By Wesley J. Smith, J.D., Special Consultant to the CBC
Belgium has followed the Netherlands in jumping off a vertical moral cliff by embracing legalized euthanasia. The awful consequences that I predicted are now coming to pass; a steady increase in the number of cases, inadequate reporting, and a large percentage of non voluntary euthanasia deaths. Thus, I am anything but surprised by the study I analyze below, which echoes an earlier one reported here, that nearly as many Belgian euthanasia killings are non voluntary as of those that are voluntary (the concept of “voluntary” in this context being highly problematic, but let’s not deal with that here).
Why might that be? Euthanasia consciousness rests on two intellectual pillers–that killing is an acceptable answer to human suffering, and radical individualism in which we all own our bodies and have the absolute right to do what we wish with it, including make it dead. But interestingly, the latter idea–often reduced to that most effective of all soundbites, “choice”–turns out to be far less robust than the acceptance of active killing as a proper method of ending suffering. In other words, once a society accepts killing as the answer to suffering, the request element becomes increasingly less important as doctors assume they are doing what is best for the patient by extinguishing their lives.
This has been the case in the Netherlands for for decades. Amazingly, the phenomenon of “terminations without request or consent” is even worse in Flanders, Belgium. In the present survey of nurses, not only were nearly as many patients euthanized without no request–120 in this survey–as those who asked to die–128 in this survey–but often doctors have nurses do the dirty work–and they aren’t supposed to engage in euthanasia at all. From a study published in the Canadian Medical Association Journal (download the PDF to see whole article):
Second, we wonder why nurses more often administered the life-ending drugs in cases without an explicit patient request than in cases of euthanasia. Perhaps nurses took a more active role out of concern for frailer patients who could no longer communicate, or for very old patients because physicians are more reluctant to give assistance in dying when dealing with these patients.30 Further, in cases of euthanasia, communication between the physician and the patient is common.

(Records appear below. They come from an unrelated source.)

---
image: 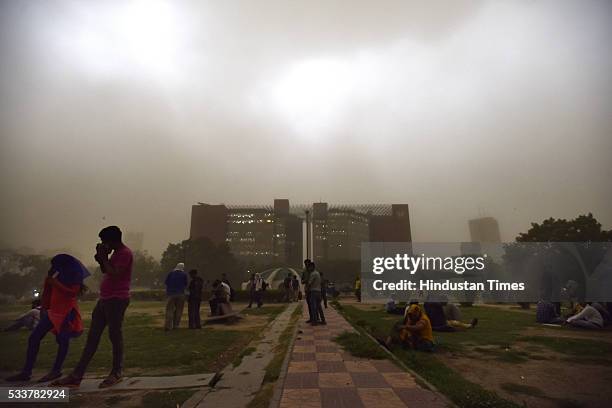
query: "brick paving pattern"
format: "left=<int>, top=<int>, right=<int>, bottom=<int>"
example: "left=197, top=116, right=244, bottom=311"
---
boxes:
left=280, top=305, right=446, bottom=408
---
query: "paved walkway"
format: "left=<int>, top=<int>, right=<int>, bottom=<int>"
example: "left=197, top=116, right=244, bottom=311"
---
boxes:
left=183, top=303, right=299, bottom=408
left=280, top=305, right=446, bottom=408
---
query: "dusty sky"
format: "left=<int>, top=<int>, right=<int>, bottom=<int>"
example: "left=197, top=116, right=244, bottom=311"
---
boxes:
left=0, top=0, right=612, bottom=255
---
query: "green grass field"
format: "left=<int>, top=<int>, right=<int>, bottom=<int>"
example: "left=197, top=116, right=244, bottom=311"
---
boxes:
left=336, top=304, right=612, bottom=407
left=0, top=301, right=285, bottom=375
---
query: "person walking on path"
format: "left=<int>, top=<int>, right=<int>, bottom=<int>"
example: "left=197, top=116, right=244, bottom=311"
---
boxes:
left=283, top=272, right=293, bottom=303
left=308, top=262, right=327, bottom=325
left=51, top=226, right=133, bottom=388
left=6, top=254, right=89, bottom=382
left=302, top=259, right=316, bottom=323
left=253, top=273, right=266, bottom=308
left=221, top=273, right=236, bottom=302
left=165, top=262, right=187, bottom=330
left=187, top=269, right=204, bottom=329
left=319, top=272, right=329, bottom=309
left=247, top=273, right=257, bottom=309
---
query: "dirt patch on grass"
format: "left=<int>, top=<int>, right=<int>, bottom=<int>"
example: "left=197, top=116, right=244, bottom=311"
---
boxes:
left=439, top=343, right=612, bottom=408
left=521, top=326, right=612, bottom=343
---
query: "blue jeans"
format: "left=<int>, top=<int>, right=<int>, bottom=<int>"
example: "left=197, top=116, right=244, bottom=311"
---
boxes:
left=23, top=310, right=70, bottom=375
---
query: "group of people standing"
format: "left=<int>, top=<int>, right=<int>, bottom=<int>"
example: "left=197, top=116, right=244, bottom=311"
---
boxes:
left=164, top=262, right=234, bottom=331
left=6, top=226, right=133, bottom=388
left=164, top=262, right=209, bottom=331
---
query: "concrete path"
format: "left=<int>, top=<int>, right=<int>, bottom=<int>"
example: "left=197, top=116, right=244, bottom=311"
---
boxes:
left=280, top=305, right=446, bottom=408
left=183, top=303, right=299, bottom=408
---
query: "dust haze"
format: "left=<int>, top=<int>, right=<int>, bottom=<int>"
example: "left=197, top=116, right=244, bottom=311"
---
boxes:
left=0, top=0, right=612, bottom=256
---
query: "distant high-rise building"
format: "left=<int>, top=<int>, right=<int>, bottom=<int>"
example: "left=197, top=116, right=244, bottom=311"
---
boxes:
left=370, top=204, right=412, bottom=242
left=328, top=209, right=370, bottom=260
left=190, top=199, right=411, bottom=266
left=468, top=217, right=501, bottom=243
left=123, top=231, right=144, bottom=251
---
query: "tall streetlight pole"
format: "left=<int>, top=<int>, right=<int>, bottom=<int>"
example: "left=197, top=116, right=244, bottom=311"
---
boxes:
left=306, top=210, right=310, bottom=259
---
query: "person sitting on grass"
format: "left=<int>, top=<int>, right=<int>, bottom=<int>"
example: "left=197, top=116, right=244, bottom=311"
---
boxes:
left=4, top=299, right=41, bottom=331
left=383, top=304, right=434, bottom=352
left=440, top=296, right=478, bottom=330
left=6, top=254, right=89, bottom=382
left=536, top=300, right=563, bottom=324
left=385, top=299, right=406, bottom=315
left=565, top=303, right=604, bottom=330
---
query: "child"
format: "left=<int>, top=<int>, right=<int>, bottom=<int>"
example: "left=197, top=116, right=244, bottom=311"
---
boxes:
left=6, top=254, right=89, bottom=382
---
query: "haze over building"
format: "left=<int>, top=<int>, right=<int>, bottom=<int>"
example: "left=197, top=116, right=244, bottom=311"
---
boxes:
left=190, top=199, right=411, bottom=266
left=468, top=217, right=501, bottom=243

When the patient can no longer communicate, nurses are, by the nature of their work, more directly confronted with the patient’s suffering and may therefore wish to take a more active role in life-ending acts. We also have to consider that the administration of life-ending drugs without the patient’s explicit request may have included situations of terminal sedation or an increase in pain alleviation, in which the delegation by physicians to nurses to administer the drugs is considered common practice. Finally, although about half of the nurses’ reports indicated that there was no explicit request from the patient, it should be stated that the physicians and nurses probably acted according to the patient’s wishes.
Not if they weren’t asked! This goes beyond terminal non judgmentalism to actively justifying illegal acts, and proves that once the euthanasia monster is let out of its cage, the “guidelines” and “safeguards” become less protective than wet tissue paper, not only in the country where euthanasia occurs, but among professional studies of the practices.

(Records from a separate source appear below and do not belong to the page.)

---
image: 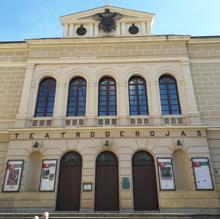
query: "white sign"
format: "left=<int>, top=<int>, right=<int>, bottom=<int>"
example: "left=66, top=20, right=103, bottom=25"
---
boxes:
left=40, top=160, right=57, bottom=191
left=3, top=160, right=24, bottom=192
left=192, top=158, right=213, bottom=190
left=157, top=158, right=175, bottom=190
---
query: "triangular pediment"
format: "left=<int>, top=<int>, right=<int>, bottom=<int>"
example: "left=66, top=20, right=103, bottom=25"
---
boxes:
left=60, top=5, right=154, bottom=37
left=60, top=5, right=154, bottom=23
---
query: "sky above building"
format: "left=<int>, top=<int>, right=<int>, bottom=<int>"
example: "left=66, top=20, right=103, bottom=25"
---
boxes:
left=0, top=0, right=220, bottom=41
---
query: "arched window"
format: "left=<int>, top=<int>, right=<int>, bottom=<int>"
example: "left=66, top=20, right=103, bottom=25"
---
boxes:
left=35, top=78, right=56, bottom=117
left=67, top=78, right=86, bottom=116
left=159, top=75, right=181, bottom=115
left=98, top=77, right=116, bottom=116
left=129, top=77, right=148, bottom=115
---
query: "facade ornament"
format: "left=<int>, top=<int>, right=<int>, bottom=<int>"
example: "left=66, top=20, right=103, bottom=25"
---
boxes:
left=93, top=8, right=122, bottom=33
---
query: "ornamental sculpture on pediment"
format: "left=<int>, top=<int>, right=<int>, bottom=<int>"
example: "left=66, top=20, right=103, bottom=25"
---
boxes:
left=93, top=8, right=122, bottom=33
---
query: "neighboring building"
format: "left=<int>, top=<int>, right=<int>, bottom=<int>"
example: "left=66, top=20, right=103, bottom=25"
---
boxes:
left=0, top=5, right=220, bottom=211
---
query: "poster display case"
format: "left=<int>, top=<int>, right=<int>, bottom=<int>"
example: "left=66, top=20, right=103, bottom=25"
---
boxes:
left=3, top=160, right=24, bottom=192
left=157, top=158, right=176, bottom=190
left=192, top=157, right=214, bottom=190
left=40, top=160, right=57, bottom=192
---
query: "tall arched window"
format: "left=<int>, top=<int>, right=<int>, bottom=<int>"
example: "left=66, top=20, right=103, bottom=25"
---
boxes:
left=35, top=78, right=56, bottom=117
left=98, top=77, right=117, bottom=116
left=129, top=77, right=148, bottom=115
left=159, top=75, right=181, bottom=115
left=67, top=77, right=86, bottom=116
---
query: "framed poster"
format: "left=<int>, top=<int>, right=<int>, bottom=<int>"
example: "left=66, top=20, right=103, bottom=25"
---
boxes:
left=122, top=176, right=131, bottom=189
left=3, top=160, right=24, bottom=192
left=40, top=160, right=57, bottom=192
left=192, top=157, right=214, bottom=190
left=157, top=158, right=176, bottom=190
left=83, top=183, right=92, bottom=192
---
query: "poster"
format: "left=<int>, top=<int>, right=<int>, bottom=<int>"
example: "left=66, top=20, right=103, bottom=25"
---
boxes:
left=192, top=158, right=214, bottom=190
left=3, top=160, right=24, bottom=192
left=157, top=158, right=175, bottom=190
left=40, top=160, right=57, bottom=192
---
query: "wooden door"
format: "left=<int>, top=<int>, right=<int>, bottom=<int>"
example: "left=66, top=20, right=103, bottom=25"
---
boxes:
left=95, top=152, right=119, bottom=211
left=57, top=152, right=82, bottom=211
left=132, top=151, right=158, bottom=211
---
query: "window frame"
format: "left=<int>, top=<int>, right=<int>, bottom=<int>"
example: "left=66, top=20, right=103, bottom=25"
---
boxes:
left=34, top=77, right=57, bottom=118
left=128, top=76, right=149, bottom=116
left=159, top=74, right=182, bottom=116
left=66, top=77, right=87, bottom=117
left=98, top=76, right=117, bottom=117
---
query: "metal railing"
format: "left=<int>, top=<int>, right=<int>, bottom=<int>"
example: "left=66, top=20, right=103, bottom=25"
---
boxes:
left=0, top=197, right=14, bottom=213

And catch this bland conclusion:
By administering life-ending drugs at the physician’s request in some cases of euthanasia, and even more so in cases without an explicit request from the patient, the nurses in our study operated beyond the legal margins of their profession. Future research should closely monitor and examine the involvement of nurses in these practices nationally and internationally to allow comparisons between countries with and without euthanasia legislation.
Talk about missing the obvious point. Here’s the proper summary: “This study shows that euthanasia poisons everything it touches. Legal guidelines don’t protect vulnerable patients from abuse once euthanasia is legalized. Moreover, nurses are particularly susceptible to being caught up in acts that are illegal when doctors, who many not wish to take the final life-ending act themselves, order them to carry out the termination. We also note that this study demonstrates that once killing becomes part of the medical armamentarium, it leads directly to patient abuse and medical criminality. This study highlights a reason why legalizing euthanasia is bad ethics and ever worse public policy.”